The other day, I heard someone saying, "I'd very much say the opposite."

Is that the alternative way to say "I'd rather say" or is it just one of those non-native concoctions?

  • What do you mean by "non-native concoctions?" I'm certain every native English speaker is familiar with both of these constructions. (Though the first is more common in the UK, as I understand it.)
    – R. Barrett
    Jul 18, 2017 at 1:31
  • Oh I just wanted to make sure that it belongs in regular English.
    – Reactor4
    Jul 18, 2017 at 12:20

2 Answers 2


I'd very much [...] is the same as saying I'd be inclined to [...] since inclination involves holding something with greater respect.

I'd rather [...] implies a trade-off between two options — the inclination to do something and the declination to do something else because of this.

So these two phrases do not necessarily mean the same thing.

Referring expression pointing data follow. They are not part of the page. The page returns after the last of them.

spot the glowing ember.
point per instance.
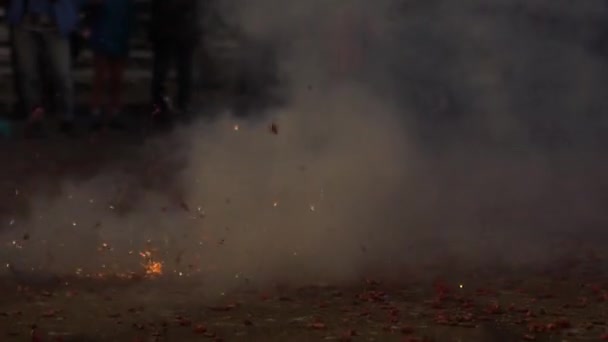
(153, 268)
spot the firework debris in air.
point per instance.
(466, 240)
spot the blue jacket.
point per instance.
(65, 12)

Though, loosely, they could be similar to most people in a casual conversation.

  • 1
    In my opinion the phrase "I'd very much say" expresses not just inclination away from a point of view but a firm conviction against it. If someone said "I'd rather say X" or "I'd be inclined to say X" to me then I would expect there to be a possibility that they could be swayed to the opposite view by argument, if they said "I'd very much say X" then I would expect their view to be much less amenable to conversion.
    – BoldBen
    Jul 18, 2017 at 2:12

"Would" is a verb.

"I'd" is, as you know, a contraction of "I would." Though its use as a standalone is unusual in modern American English (Wiktionary marks it as archaic), phrases like your first example are still a commonality in British English, by my understanding.

In the first sentence, "very much" is an adverb of degree, explaining how much the speaker wishes (or "might wish") to say the opposite.

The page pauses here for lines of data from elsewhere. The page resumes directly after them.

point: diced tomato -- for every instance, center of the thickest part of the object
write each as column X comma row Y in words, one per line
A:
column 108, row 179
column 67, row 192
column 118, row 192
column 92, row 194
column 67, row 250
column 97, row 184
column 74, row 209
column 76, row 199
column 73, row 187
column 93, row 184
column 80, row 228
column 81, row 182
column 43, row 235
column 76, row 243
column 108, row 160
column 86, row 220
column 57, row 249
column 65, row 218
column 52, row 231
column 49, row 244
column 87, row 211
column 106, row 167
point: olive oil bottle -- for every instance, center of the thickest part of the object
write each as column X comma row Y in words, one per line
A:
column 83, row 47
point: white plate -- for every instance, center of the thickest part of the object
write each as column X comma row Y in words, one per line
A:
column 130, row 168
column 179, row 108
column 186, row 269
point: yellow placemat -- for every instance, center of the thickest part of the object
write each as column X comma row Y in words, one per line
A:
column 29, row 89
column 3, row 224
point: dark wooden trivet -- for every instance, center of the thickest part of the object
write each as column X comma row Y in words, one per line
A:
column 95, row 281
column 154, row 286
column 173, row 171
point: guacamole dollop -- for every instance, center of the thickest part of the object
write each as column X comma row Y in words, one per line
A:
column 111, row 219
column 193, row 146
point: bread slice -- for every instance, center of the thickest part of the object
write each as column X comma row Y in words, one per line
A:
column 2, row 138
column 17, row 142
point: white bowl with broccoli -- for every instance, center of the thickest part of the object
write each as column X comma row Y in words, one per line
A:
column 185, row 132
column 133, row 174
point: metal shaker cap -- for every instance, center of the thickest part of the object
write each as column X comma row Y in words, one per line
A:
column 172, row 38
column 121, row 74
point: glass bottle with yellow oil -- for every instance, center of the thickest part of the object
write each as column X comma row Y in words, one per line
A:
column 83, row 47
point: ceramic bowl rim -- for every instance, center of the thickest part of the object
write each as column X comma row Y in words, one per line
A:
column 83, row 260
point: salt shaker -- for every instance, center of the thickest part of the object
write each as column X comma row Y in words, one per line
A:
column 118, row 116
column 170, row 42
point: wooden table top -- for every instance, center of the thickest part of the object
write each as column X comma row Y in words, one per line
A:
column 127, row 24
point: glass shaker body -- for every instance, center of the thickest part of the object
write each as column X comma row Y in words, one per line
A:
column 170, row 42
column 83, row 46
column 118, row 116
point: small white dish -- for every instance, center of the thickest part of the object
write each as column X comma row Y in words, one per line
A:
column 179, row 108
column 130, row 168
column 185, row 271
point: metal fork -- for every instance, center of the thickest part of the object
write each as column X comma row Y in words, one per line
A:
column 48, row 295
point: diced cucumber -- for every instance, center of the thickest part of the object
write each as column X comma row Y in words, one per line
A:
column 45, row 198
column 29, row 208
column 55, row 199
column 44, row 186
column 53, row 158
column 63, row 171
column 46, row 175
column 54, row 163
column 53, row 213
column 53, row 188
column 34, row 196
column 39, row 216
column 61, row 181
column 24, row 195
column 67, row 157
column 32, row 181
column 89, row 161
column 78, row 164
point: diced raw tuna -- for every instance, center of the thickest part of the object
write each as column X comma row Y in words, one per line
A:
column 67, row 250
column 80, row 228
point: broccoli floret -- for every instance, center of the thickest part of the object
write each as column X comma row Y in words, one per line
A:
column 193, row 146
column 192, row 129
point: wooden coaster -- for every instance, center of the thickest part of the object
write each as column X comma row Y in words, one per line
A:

To answer your question: no, this is not a non-native construction; it is grammatical. The use of "I'd rather say X" as opposed to "I would say X" implies a degree of preference. The first has a connotation that, given the opportunity, you will say X, whereas the second implies that you might be convinced to say otherwise (but you would need convincing). The addition of "very much" further emphasizes the speaker's conviction.